The goal is not to treat every employee as a risk. It is to build a system where trust is easier to maintain. In the age of AI, finance teams need controls that work before, during, and after spend happens. With Emburse Expense Intelligence, organizations can move from after-the-fact reconciliation to real-time spend control, helping teams reduce risk, guide compliant behavior, and protect the business without slowing people down.
Methodology
Emburse commissioned Atomik Research to conduct an online survey of 1,000 professionally employed adults 18+ throughout the United States and 1,000 professionally employed adults 18+ throughout the United Kingdom. The margin of error is +/-3 percent with a confidence level of 95 percent. Fieldwork took place between May 5 to 8, 2026.
Atomik Research is an independent creative market research agency with its global headquarters in Bentonville, Arkansas.
The 2024 survey results are based on a study from YouGov Plc. The total sample size was 1,021 adults aged 18-64, employed full-time. Fieldwork was undertaken between 5th - 11th of January 2024. The survey was carried out online.
Frequently asked questions about AI-generated receipts and expense fraud
What are AI-generated receipts? AI-generated receipts are fabricated or altered receipt images created with generative AI tools. They can appear realistic enough to pass basic visual checks, especially when expense processes rely on manual review or simple receipt attachment rules.

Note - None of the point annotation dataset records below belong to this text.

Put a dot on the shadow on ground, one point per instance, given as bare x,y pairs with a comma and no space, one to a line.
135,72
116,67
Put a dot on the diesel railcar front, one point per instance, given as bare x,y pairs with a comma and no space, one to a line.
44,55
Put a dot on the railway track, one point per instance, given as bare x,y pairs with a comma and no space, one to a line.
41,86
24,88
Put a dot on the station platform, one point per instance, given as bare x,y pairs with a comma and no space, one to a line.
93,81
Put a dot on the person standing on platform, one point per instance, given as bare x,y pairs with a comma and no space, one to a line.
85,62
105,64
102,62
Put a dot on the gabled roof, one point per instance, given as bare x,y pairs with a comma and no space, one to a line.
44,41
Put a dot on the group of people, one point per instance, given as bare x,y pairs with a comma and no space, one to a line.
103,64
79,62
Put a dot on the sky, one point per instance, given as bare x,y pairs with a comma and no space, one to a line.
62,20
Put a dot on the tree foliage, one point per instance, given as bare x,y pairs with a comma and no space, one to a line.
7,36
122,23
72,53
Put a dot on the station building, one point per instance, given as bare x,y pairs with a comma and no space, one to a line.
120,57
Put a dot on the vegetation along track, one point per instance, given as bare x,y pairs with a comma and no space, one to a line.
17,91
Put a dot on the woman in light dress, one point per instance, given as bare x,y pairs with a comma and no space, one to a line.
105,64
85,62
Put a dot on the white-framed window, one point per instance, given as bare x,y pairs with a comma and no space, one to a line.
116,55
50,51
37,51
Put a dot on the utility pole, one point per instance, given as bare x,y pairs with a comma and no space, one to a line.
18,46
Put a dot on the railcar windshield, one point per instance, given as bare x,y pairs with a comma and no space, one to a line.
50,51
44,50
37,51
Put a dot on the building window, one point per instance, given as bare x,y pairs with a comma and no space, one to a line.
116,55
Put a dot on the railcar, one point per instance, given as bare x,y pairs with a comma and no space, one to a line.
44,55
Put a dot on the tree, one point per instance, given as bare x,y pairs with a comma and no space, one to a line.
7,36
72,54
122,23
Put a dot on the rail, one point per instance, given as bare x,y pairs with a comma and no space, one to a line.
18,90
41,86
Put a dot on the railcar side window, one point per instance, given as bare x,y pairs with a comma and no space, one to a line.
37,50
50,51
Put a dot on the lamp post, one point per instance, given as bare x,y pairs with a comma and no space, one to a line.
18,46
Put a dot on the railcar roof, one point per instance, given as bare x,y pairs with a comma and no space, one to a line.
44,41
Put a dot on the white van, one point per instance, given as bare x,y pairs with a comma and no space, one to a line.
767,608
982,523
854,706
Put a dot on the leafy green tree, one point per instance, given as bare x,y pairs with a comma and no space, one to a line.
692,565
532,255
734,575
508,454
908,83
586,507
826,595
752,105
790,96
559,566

Why are AI-generated receipts a problem for finance teams? AI-generated receipts lower the effort required to create convincing false documentation. That means finance teams must evaluate not only whether a receipt exists, but whether the receipt, amount, merchant, category, timing, and employee behavior make sense together.
How common is AI-generated receipt fraud? In Emburse’s 2026 survey of 2,000 U.S. and UK business professionals, 34% of respondents said they have used AI to generate a fake receipt for a business expense.

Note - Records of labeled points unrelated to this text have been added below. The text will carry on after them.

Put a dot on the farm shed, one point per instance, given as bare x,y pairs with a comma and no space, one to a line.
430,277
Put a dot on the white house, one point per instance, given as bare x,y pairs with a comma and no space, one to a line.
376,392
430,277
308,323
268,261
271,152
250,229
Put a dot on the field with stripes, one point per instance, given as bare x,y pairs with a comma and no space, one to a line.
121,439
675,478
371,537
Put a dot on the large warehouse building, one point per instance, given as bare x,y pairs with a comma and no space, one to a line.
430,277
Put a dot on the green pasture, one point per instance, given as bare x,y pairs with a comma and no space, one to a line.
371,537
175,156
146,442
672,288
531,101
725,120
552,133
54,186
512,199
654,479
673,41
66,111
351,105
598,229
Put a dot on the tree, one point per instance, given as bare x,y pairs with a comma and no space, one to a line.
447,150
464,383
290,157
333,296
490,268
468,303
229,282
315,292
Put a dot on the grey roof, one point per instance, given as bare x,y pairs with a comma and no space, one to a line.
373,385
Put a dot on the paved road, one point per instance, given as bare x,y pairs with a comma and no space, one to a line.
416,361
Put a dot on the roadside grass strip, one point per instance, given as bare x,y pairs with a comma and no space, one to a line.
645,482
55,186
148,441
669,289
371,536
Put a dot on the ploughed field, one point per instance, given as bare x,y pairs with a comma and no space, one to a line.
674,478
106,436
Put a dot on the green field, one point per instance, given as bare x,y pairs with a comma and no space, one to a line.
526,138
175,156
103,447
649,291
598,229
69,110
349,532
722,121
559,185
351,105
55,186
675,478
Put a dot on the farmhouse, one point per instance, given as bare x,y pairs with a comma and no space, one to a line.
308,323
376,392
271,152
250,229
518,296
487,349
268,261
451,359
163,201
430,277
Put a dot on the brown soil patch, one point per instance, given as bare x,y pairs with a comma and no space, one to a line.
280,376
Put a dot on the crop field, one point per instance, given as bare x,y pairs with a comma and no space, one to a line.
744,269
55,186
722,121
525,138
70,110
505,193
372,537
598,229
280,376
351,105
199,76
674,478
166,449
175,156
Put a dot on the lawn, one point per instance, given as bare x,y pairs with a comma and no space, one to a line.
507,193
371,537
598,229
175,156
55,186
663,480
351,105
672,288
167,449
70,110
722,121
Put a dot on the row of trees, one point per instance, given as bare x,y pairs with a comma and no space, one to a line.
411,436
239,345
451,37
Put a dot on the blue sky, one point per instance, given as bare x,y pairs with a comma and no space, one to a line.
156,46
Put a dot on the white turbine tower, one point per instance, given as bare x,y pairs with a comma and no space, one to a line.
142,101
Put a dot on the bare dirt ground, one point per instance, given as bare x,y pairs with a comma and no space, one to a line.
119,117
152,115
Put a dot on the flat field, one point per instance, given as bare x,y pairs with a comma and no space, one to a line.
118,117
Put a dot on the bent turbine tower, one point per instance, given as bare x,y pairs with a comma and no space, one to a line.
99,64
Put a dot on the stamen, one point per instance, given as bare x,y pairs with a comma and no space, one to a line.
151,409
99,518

How can companies reduce AI-generated receipt fraud? Companies can reduce risk by combining corporate cards, faster reimbursement processes, real-time policy guidance, anomaly detection, and AI-powered receipt review. The goal is to prevent errors early, surface suspicious activity faster, and reduce manual review burden for finance teams.
What is the difference between traditional expense controls and AI-powered expense compliance? Traditional controls often check fixed rules, such as whether a receipt is attached or whether an amount exceeds a threshold. AI-powered expense compliance can review receipt details in context, analyze patterns, flag manipulated or fake receipts, and help auditors focus on higher-risk expenses. Emburse Assurance, for example, is described as reviewing full receipt images for context, authenticity, and accuracy.